Spark requires Java 11 or higher. Install OpenJDK 11 and update your system packages first.

sudo apt update && sudo apt upgrade -y
sudo apt install -y openjdk-11-jdk wget curl unzip
sudo dnf update -y
sudo dnf install -y java-11-openjdk-devel wget curl unzip

Create service accounts and directories

Create dedicated users for Spark, Kafka, and MinIO services with proper directory structure.

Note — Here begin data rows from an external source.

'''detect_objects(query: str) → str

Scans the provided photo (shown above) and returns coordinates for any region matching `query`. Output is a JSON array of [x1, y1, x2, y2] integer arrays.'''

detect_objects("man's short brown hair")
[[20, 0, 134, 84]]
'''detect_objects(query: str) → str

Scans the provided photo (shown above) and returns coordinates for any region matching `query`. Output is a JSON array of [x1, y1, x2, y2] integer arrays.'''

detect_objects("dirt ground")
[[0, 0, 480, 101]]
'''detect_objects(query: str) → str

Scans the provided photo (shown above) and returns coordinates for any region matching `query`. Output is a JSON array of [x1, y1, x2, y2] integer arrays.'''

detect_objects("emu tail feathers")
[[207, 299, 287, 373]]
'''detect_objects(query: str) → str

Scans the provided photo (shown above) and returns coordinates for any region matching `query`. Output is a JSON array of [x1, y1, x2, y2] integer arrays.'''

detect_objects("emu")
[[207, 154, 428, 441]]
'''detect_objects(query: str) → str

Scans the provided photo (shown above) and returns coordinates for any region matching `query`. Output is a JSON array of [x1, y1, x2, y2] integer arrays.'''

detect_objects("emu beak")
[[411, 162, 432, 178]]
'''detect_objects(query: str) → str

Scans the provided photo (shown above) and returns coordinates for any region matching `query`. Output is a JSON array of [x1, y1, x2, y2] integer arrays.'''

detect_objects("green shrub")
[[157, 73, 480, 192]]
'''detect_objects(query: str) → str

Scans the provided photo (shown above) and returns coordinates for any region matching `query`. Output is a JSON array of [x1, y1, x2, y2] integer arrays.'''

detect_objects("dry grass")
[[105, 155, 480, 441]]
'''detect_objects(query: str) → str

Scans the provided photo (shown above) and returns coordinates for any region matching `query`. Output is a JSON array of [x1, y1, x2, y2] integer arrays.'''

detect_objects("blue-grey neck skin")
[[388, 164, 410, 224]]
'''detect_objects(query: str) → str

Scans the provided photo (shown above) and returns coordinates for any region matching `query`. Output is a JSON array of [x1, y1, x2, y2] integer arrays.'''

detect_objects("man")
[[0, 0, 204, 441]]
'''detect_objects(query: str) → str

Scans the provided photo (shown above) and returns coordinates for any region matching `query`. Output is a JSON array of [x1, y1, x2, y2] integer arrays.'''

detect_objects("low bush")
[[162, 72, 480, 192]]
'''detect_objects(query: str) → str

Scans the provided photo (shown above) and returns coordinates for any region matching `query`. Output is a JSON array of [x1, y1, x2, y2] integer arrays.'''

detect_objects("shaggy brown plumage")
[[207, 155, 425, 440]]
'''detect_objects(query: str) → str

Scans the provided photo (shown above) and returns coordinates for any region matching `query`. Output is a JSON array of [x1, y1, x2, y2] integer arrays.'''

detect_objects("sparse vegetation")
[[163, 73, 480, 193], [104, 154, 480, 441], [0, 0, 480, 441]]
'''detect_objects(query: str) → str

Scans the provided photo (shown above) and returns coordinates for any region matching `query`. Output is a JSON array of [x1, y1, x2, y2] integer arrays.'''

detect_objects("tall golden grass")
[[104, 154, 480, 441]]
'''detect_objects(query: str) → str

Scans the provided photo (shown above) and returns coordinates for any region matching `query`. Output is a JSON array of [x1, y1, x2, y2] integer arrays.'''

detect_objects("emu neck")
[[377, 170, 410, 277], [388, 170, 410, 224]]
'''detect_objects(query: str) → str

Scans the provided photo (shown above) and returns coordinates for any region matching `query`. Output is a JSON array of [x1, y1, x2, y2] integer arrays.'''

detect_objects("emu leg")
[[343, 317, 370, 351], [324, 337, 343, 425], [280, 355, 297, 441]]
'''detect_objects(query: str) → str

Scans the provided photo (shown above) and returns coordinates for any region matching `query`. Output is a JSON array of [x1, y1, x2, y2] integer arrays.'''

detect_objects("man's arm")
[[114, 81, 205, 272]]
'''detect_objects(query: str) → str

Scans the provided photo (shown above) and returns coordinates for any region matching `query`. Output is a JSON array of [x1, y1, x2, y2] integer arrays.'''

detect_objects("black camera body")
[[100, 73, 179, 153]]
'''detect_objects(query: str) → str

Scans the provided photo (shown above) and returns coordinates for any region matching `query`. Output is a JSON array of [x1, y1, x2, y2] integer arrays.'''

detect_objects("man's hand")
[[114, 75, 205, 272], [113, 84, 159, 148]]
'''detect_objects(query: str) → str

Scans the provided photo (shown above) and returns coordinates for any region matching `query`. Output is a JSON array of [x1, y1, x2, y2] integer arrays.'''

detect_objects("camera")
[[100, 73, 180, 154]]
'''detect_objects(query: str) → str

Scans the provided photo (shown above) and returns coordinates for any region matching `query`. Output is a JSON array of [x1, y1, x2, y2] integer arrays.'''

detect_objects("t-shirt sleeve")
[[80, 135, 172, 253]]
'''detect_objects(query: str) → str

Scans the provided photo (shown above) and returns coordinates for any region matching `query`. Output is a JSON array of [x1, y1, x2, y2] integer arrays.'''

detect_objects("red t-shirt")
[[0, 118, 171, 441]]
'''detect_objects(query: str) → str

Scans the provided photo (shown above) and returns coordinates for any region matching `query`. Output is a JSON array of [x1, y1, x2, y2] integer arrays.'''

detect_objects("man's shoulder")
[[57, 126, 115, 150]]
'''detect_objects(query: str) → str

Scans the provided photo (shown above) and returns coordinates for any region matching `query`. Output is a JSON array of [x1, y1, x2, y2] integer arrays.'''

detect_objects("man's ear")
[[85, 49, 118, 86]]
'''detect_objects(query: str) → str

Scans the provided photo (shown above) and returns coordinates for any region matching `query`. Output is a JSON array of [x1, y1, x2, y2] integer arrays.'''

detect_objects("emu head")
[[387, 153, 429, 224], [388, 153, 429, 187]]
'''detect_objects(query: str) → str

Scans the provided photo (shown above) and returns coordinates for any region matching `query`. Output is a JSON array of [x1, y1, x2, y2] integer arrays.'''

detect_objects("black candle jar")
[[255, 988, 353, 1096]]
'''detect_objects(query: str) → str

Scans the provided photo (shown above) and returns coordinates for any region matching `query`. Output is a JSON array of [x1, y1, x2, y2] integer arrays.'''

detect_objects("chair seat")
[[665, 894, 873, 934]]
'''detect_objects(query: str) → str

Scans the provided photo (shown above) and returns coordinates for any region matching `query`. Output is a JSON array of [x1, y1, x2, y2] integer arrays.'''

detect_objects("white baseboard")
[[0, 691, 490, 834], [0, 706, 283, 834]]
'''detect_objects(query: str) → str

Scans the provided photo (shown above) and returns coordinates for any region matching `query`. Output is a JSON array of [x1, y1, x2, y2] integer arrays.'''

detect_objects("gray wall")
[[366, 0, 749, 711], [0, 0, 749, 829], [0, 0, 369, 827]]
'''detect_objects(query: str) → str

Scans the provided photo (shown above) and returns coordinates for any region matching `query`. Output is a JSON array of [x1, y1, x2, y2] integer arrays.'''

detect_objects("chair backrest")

sudo useradd -r -s /bin/false spark
sudo useradd -r -s /bin/false kafka
sudo useradd -r -s /bin/false minio-user
sudo mkdir -p /opt/{spark,kafka,minio}
sudo mkdir -p /var/log/{spark,kafka,minio}
sudo mkdir -p /data/{kafka-logs,minio}

Install Apache Spark 3.5

Download and install Spark 3.5 with Hadoop support for distributed processing capabilities.

cd /opt
sudo wget https://archive.apache.org/dist/spark/spark-3.5.0/spark-3.5.0-bin-hadoop3.tgz
sudo tar -xzf spark-3.5.0-bin-hadoop3.tgz
sudo mv spark-3.5.0-bin-hadoop3 spark/current
sudo chown -R spark:spark /opt/spark
sudo chown -R spark:spark /var/log/spark
sudo rm spark-3.5.0-bin-hadoop3.tgz

Install Apache Kafka

Install Kafka for real-time data streaming and message queuing between producers and Spark consumers.

cd /opt
sudo wget https://downloads.apache.org/kafka/2.13-3.6.1/kafka_2.13-3.6.1.tgz
sudo tar -xzf kafka_2.13-3.6.1.tgz
sudo mv kafka_2.13-3.6.1 kafka/current
sudo chown -R kafka:kafka /opt/kafka
sudo chown -R kafka:kafka /var/log/kafka
sudo chown -R kafka:kafka /data/kafka-logs
sudo rm kafka_2.13-3.6.1.tgz

Install MinIO object storage

Download and install MinIO for S3-compatible distributed object storage.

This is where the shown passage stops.